You need offline merging: PDF Merge by Cometdocs. Only real option here. Banner ads are a small price for full offline capability with no limits.

You need to merge AND annotate: Xodo. Merge the files, then markup or sign without switching apps.

For more PDF tools beyond merging, including editors, converters, and compressors, check our guide to the best free PDF editors. And if you specifically need to compress PDFs on Android after merging (merged files can get big fast), we have a dedicated guide for that too.

Tips for Merging PDFs on Android Without Issues

A few things I learned the hard way during testing:

Check file sizes before merging. Android’s file manager doesn’t always show PDF sizes upfront. A 200 MB merged file will eat into your phone storage fast. I ended up with 1.2 GB of merged PDFs in my Downloads folder before I noticed.

Password-protected PDFs need unlocking first. Every app on this list chokes on encrypted PDFs. If you have locked files, you’ll need to unlock them first before merging. iLovePDF and Smallpdf both have unlock tools built in.

Check the merged output.
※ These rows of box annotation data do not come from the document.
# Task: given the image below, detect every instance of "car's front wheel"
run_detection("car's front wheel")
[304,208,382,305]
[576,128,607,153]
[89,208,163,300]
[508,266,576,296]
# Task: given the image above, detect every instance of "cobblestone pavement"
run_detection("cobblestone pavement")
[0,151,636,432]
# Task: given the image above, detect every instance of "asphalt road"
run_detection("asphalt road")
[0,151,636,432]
About 1 in 20 merges across all tools had a minor issue – usually a page break in a weird spot or a header font changing slightly. Takes 30 seconds to scroll through and verify.
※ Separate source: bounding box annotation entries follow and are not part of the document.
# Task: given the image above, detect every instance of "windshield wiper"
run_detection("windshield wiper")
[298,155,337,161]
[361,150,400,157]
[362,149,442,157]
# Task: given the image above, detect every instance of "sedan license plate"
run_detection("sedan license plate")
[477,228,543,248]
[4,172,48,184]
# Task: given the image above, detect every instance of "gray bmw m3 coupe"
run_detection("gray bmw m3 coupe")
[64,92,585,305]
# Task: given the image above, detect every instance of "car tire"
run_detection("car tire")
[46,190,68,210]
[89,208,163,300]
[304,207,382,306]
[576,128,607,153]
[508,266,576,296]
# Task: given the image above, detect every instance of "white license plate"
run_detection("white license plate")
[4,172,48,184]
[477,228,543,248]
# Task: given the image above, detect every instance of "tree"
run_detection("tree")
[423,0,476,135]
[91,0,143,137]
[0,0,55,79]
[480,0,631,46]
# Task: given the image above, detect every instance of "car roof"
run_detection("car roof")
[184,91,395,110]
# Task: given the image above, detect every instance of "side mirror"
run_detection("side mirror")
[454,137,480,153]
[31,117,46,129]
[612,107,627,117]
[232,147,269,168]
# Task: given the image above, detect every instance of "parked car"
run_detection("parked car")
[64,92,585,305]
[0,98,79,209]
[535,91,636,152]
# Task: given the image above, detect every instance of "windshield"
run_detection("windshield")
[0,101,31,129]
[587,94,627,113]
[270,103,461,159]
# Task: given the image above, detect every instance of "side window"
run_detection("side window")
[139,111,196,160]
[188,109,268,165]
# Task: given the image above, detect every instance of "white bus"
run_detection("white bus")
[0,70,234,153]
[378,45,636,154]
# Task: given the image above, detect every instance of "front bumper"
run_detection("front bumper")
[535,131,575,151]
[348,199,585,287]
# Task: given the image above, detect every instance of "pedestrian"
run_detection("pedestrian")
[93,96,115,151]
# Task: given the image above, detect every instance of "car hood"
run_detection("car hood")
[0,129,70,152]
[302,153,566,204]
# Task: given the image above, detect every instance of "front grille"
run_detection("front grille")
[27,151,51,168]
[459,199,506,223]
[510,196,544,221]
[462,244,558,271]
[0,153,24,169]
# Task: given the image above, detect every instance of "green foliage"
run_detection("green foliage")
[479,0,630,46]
Clear your downloads regularly. Merged files pile up fast. I set a monthly reminder to clean out old PDFs and freed up nearly 3 GB.

FAQ

Can I merge PDF files on Android without an app?
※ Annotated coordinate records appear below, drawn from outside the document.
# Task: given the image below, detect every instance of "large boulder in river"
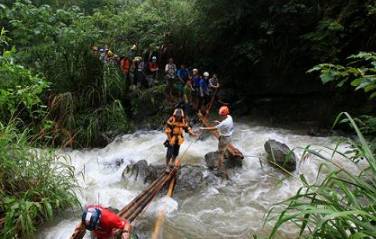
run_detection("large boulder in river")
[122,160,213,193]
[205,151,243,170]
[264,139,297,172]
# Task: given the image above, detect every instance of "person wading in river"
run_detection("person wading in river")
[82,205,132,239]
[164,108,197,171]
[200,106,234,179]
Yes. Browser-based tools like iLovePDF (ilovepdf.com) and Combine PDF (combinepdf.com) work directly in Chrome or any Android browser. No app installation needed. Upload your files, merge them, and download the result. The downside is you need an internet connection.

Is there a completely free PDF merger for Android with no limits?

PDF Merge by Cometdocs offers unlimited merges with no file size cap for free. It shows banner ads but has no functional restrictions. Xodo PDF Reader also offers merge functionality without apparent limits on the free tier, though some advanced features require a subscription.

Will merging PDFs on Android reduce the quality?

Most tools preserve original quality. The one exception I found was Smallpdf, which applies slight compression to images during the merge process (about 8-10% file size reduction). For text-only PDFs, all tools tested produced identical output quality. If pixel-perfect image quality matters, use Adobe Acrobat Reader or Xodo.

How do I reorder pages when merging PDFs on Android?

Adobe Acrobat Reader, Smallpdf, and iLovePDF all support drag-and-drop reordering before you merge. Upload your files, then hold and drag them into the order you want. Combine PDF does not support reordering – files merge in the order you upload them, so add them in the right sequence from the start.

Can I merge PDFs on Android offline?

Only PDF Merge by Cometdocs and Xodo work fully offline. Adobe Acrobat Reader can merge offline if you’ve already downloaded the files, but needs to sync when you reconnect. All browser-based tools (iLovePDF, Smallpdf, Combine PDF) require an active internet connection.